В то время как в «Котловане» мертвое тело девочки хоронят в специальной могиле для возможного воскрешения в будущем, умирающий мальчик в «Чевенгуре» видит в приступе лихорадки, как его мама раздает куски его тела, обросшего шерстью от пота и болезни, другим нищим бабам. В космогонической мифологии дележ и поедание тела символизируют создание мира из расчлененного тела ритуальной жертвы. Тем самым в «Чевенгуре» мы имеем дело с инвертированной космогонией — не с рождением нового космоса, а с его распадом. В отличие от жертвенной смерти Насти в «Котловане», сопровождаемой коннотацией воскресения, гибель ребенка как аллегорического представителя будущей жизни в «Чевенгуре» оказывается напрасной жертвой.
Мотив смерти ребенка встречается и в драме «14 красных избушек» (1933), финал которой посвящен теме страшного голода 1932–1933 годов. Между матерью умирающего ребенка и колхозником Антоном происходит следующий разговор:
АНТОН. <…>Нагревай ребенка, храни его жизнь в запас будущности!
СУЕНИТА. Я храню его.
АНТОН. Он будет жить вечно в коммунизме!
СУЕНИТА (разглядывая ребенка). Нет, он умер теперь. (Подает ребенка Антону.)

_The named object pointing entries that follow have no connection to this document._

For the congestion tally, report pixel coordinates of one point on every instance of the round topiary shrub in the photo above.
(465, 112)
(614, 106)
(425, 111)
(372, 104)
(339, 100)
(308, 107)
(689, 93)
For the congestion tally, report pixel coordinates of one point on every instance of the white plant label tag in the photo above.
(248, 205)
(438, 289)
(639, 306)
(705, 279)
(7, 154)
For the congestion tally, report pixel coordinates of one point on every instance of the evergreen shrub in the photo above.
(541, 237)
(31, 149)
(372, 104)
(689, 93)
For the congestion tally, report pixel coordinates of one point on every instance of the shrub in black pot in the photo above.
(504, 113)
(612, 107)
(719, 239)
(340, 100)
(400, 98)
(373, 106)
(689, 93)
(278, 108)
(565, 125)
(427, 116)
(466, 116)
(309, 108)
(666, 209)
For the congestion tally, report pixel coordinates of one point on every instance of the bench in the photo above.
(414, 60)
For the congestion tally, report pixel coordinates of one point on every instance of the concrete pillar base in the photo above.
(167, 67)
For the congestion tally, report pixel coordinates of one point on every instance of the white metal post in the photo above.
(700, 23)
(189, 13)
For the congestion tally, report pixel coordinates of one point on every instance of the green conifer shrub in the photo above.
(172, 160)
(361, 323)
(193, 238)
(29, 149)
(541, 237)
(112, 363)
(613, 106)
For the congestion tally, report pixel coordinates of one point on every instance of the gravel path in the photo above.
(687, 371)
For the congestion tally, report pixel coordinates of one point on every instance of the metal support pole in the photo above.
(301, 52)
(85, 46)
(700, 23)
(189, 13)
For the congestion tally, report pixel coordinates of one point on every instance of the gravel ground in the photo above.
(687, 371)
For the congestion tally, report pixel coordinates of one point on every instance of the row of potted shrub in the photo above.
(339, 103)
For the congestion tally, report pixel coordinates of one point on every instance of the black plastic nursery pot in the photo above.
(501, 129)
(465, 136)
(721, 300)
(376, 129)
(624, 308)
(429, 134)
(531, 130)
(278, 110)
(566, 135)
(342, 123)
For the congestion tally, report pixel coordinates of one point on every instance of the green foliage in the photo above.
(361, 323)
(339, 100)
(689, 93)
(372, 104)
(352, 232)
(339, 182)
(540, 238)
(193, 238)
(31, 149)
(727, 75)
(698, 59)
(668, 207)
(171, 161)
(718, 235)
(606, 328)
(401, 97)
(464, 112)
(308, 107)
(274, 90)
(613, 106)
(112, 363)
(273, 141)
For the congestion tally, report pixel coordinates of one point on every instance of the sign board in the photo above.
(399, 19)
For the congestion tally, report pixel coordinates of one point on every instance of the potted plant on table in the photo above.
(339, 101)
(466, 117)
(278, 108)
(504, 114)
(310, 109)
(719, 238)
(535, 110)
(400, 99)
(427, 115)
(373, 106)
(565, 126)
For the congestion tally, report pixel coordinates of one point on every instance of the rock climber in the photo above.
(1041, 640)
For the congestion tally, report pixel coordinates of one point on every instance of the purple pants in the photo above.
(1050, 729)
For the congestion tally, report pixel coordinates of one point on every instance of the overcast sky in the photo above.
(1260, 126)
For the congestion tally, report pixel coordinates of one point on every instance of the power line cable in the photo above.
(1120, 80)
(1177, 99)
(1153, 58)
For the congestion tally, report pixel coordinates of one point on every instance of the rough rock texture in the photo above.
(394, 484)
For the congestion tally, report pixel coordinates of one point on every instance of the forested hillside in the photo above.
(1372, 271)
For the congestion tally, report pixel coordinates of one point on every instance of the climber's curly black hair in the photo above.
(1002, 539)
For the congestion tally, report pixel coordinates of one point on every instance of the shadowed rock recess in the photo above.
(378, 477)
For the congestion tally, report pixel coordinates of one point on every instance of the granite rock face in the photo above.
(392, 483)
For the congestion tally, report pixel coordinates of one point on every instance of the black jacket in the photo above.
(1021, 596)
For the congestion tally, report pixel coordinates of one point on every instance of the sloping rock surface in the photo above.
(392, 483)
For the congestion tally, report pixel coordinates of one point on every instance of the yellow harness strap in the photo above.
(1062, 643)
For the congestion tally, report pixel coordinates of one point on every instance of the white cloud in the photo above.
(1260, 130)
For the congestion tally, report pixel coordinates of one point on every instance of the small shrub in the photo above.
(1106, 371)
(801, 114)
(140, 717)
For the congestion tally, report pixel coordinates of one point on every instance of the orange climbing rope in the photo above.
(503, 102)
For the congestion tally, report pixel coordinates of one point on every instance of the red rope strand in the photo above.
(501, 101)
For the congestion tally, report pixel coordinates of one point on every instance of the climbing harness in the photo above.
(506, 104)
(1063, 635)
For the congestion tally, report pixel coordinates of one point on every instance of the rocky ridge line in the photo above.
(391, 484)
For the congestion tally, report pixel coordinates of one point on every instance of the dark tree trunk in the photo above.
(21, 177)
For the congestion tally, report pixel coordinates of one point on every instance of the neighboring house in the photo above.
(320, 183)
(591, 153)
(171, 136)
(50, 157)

АНТОН (беря ребенка). Факт: умер навсегда.
СУЕНИТА. Женщина где-то умерла.
АНТОН. Неважно. Вскоре наука всего достигнет: твой ребенок и все досрочно погибшие люди, могущие дать пользу, будут бессмертно оживляться, обратно к активности! <…>
СУЕНИТА. Нет. Не обманывай меня. Дай мне ребенка — я буду плакать по нем. Больше ничего не будет[166].